Leach’s reporting revealed that commissioner Jacob Bonnema, who originally ran with Ottawa Impact but split with the group in March over concerns about transparency, filed a HR complaint detailing an alleged “threatening outburst” from Gibbs at a board meeting in March.
Leach filed a FOIA request for a copy of the complaint.
The board’s corporate counsel told Leach it would cost $5,071.10 and take 36 weeks to complete her request, fees almost 31 times higher than those allowed under state law. The Sentinel appealed and finally obtained a copy of the complaint.
In his complaint, Bonnema said the “threatening” incident stemmed from Gibbs’ refusal to answer his questions about the appointment of Nathaniel Kelly as public health officer. Bonnema said Gibbs had refused to provide information or updates, and so he approached Gibbs prior to a meeting on March 14 and asked him again but was told by Gibbs to “get out of my face.”
“If Gibbs is willing to speak to commissioners in this way, then he is very likely to treat the employees and citizens of Ottawa County in similar fashion," Bonnema wrote in his complaint to HR.
Marcie Ver Beek, Director of HR for Ottawa County, determined that Bonnema’s complaint was “unfounded” and the evidence gathered during the investigation “did not substantiate the claim of harassment.”
The Ottawa County Republican Party was quick to censure Bonnema when news of his complaint became public. In a Jun. 20 resolution, the OCRP described his complaint as “defamatory” and “frivolous.” They accused Bonnema of “eroding the public trust in the Republican-led Board of Commissioners and the Republican Party,” through his “frequent negative statements about fellow Republicans to local and national media.” He was banned from voting in the next six OCRP committee meetings.
Ottawa Impact’s aversion to transparency is also costing the board a lot of money.
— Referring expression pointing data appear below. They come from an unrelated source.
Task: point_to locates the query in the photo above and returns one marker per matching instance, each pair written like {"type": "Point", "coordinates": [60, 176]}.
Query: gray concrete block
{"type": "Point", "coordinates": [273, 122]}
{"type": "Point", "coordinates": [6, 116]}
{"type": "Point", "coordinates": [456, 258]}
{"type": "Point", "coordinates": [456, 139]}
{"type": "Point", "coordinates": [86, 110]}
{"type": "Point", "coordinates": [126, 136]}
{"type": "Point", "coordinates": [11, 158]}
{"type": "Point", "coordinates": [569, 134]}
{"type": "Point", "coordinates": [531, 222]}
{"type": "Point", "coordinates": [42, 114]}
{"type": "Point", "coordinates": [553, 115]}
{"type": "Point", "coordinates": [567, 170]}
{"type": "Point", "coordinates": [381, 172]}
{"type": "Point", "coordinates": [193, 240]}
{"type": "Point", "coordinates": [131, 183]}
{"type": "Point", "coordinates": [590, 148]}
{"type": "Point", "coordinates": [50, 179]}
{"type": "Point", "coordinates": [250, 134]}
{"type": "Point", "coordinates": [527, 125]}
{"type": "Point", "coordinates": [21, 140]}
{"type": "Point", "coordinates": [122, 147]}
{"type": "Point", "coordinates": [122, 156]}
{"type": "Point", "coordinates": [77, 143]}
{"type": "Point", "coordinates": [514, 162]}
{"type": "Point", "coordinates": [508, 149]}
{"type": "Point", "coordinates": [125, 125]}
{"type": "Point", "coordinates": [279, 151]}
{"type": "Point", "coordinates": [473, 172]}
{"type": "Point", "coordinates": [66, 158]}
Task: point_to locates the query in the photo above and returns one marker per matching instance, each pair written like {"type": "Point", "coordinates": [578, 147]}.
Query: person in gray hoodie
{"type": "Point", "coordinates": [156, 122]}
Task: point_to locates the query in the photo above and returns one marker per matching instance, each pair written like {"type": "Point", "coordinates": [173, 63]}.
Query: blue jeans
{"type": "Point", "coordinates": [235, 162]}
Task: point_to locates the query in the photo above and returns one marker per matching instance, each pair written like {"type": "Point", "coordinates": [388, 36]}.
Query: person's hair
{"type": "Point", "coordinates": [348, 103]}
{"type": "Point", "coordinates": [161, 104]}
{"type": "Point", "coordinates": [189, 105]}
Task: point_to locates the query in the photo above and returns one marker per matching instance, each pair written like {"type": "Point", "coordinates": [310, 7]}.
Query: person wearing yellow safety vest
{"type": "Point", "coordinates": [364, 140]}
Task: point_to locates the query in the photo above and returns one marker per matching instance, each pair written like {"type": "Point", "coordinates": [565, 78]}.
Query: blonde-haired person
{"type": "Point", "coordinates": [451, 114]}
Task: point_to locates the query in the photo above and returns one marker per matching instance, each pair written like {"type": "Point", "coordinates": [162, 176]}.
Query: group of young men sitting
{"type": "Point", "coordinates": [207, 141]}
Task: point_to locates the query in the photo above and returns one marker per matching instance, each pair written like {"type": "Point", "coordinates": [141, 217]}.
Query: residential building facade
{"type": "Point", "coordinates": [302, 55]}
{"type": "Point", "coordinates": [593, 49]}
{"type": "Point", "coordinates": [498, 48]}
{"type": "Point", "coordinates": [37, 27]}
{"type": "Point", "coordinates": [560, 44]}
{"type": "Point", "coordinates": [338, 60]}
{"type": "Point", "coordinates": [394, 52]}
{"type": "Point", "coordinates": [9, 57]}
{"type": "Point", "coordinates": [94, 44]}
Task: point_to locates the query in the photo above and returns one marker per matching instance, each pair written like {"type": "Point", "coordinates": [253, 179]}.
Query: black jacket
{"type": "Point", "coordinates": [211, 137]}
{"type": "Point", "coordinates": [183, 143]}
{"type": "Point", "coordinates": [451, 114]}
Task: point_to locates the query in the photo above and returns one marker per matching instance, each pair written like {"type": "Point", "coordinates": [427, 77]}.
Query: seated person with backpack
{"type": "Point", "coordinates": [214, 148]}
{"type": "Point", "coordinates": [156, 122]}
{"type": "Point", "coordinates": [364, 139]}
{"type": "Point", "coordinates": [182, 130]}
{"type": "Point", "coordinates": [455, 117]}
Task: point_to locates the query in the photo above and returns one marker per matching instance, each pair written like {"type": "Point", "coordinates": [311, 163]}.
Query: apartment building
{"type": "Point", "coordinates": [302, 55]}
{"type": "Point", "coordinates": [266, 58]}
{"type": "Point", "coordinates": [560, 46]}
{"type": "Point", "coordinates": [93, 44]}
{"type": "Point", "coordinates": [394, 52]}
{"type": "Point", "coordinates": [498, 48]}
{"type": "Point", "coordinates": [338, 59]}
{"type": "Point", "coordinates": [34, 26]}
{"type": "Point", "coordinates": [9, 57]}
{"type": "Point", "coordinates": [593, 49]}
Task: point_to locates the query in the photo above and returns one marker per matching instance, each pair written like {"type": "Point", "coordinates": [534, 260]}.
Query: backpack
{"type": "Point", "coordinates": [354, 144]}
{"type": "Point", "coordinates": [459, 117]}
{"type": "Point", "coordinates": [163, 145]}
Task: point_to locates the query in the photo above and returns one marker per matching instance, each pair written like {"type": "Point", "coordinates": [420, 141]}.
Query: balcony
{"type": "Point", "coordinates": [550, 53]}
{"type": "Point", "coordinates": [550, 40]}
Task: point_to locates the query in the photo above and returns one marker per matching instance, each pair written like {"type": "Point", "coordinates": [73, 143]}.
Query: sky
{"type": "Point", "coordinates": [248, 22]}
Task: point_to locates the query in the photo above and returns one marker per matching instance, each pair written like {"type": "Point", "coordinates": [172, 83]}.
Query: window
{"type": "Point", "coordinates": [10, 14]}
In July, the finance committee revealed it was paying Kallman Legal Group $11,600 a month. They voted to reallocate $110,000 from the general fund to the corporate council budget to continue paying the firm, Fox 17 reported.
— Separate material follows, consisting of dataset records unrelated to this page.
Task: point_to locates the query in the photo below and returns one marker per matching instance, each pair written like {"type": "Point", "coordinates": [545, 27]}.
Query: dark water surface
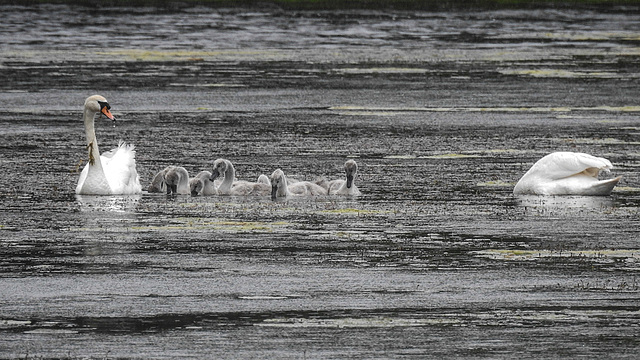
{"type": "Point", "coordinates": [437, 259]}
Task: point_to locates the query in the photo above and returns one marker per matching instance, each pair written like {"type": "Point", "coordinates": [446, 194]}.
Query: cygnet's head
{"type": "Point", "coordinates": [219, 169]}
{"type": "Point", "coordinates": [350, 168]}
{"type": "Point", "coordinates": [172, 178]}
{"type": "Point", "coordinates": [278, 184]}
{"type": "Point", "coordinates": [157, 184]}
{"type": "Point", "coordinates": [98, 104]}
{"type": "Point", "coordinates": [197, 185]}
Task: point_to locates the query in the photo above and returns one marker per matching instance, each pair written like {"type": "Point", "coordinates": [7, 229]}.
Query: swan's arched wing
{"type": "Point", "coordinates": [560, 165]}
{"type": "Point", "coordinates": [119, 167]}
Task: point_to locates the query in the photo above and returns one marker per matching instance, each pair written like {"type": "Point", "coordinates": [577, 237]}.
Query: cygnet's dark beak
{"type": "Point", "coordinates": [214, 174]}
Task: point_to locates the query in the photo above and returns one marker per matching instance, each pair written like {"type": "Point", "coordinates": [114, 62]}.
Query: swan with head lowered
{"type": "Point", "coordinates": [280, 187]}
{"type": "Point", "coordinates": [348, 186]}
{"type": "Point", "coordinates": [229, 186]}
{"type": "Point", "coordinates": [114, 172]}
{"type": "Point", "coordinates": [567, 173]}
{"type": "Point", "coordinates": [201, 184]}
{"type": "Point", "coordinates": [176, 179]}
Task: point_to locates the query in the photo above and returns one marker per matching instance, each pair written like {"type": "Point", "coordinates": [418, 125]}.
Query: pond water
{"type": "Point", "coordinates": [443, 113]}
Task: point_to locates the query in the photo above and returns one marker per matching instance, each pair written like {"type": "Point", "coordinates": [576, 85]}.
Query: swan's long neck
{"type": "Point", "coordinates": [283, 189]}
{"type": "Point", "coordinates": [95, 182]}
{"type": "Point", "coordinates": [92, 142]}
{"type": "Point", "coordinates": [229, 176]}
These high expenses come as the board will vote on cutting the health department’s budget—an irony not lost on some local residents.
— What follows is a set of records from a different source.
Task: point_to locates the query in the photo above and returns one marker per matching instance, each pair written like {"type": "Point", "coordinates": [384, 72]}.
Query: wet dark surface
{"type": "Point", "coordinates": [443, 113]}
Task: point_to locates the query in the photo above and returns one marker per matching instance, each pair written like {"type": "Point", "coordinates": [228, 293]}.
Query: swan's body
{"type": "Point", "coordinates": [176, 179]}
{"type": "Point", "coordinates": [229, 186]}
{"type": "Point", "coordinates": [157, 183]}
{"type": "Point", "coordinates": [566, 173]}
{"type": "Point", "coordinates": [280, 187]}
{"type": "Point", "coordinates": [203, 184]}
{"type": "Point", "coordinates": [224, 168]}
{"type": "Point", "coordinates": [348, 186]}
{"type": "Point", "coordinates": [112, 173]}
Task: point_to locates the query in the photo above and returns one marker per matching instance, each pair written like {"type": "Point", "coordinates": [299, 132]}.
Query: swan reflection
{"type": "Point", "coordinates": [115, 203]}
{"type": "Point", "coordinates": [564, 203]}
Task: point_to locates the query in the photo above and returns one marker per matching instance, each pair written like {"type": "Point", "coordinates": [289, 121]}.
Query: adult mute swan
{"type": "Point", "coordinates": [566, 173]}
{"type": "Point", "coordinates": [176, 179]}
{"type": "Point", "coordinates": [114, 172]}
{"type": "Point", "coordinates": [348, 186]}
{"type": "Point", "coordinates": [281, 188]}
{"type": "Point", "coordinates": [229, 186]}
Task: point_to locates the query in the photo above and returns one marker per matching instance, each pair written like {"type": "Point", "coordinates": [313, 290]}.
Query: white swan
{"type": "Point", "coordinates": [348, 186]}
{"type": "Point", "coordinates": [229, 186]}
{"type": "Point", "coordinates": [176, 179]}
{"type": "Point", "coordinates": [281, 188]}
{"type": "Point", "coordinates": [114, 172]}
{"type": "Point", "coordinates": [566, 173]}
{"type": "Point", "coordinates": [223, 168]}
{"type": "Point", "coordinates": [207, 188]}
Melanie Scholten, a local resident who opposes the cuts, told The Daily Beast, “I see people tossing lots of percentages and numbers around but what gets me... is that there is no financial crisis that warrants cuts.”
Scholten gave public comment at a board meeting on Sept. 19, where she voiced her frustrations.
“We are tired of the smoke and mirrors. We are tired of the dangerous rhetoric meant to divide us and make us enemies,” she told the Ottawa Impact commissioners. “Everything you say is now tainted with a high degree of suspicion. It's not a good feeling.”
Local organizers are planning to rally in support of the health department on Tuesday, Kim Nagy, a founder member of the Ottawa Integrity PAC, told The Daily Beast. That PAC was founded to resist the efforts of Ottawa Impact, and mobilize to run candidates against them at the next election. Nagy says one unintended consequence of Ottawa Impact’s actions has been to mobilize an active opposition where once there was none, something she believes has lessons for other communities in the country.
“Ottawa County is an absolute microcosm of the country. Ottawa Impact has brought all of the national level culture wars,” Nagy says. “We’re gobsmacked. I think you have this wide swathe of the country that is just going, ‘What’s happening?’ And it takes a while to understand that you have to stand up. You can’t say, ‘I hate politics.’ It’s too important right now. We are literally talking about our democracy.”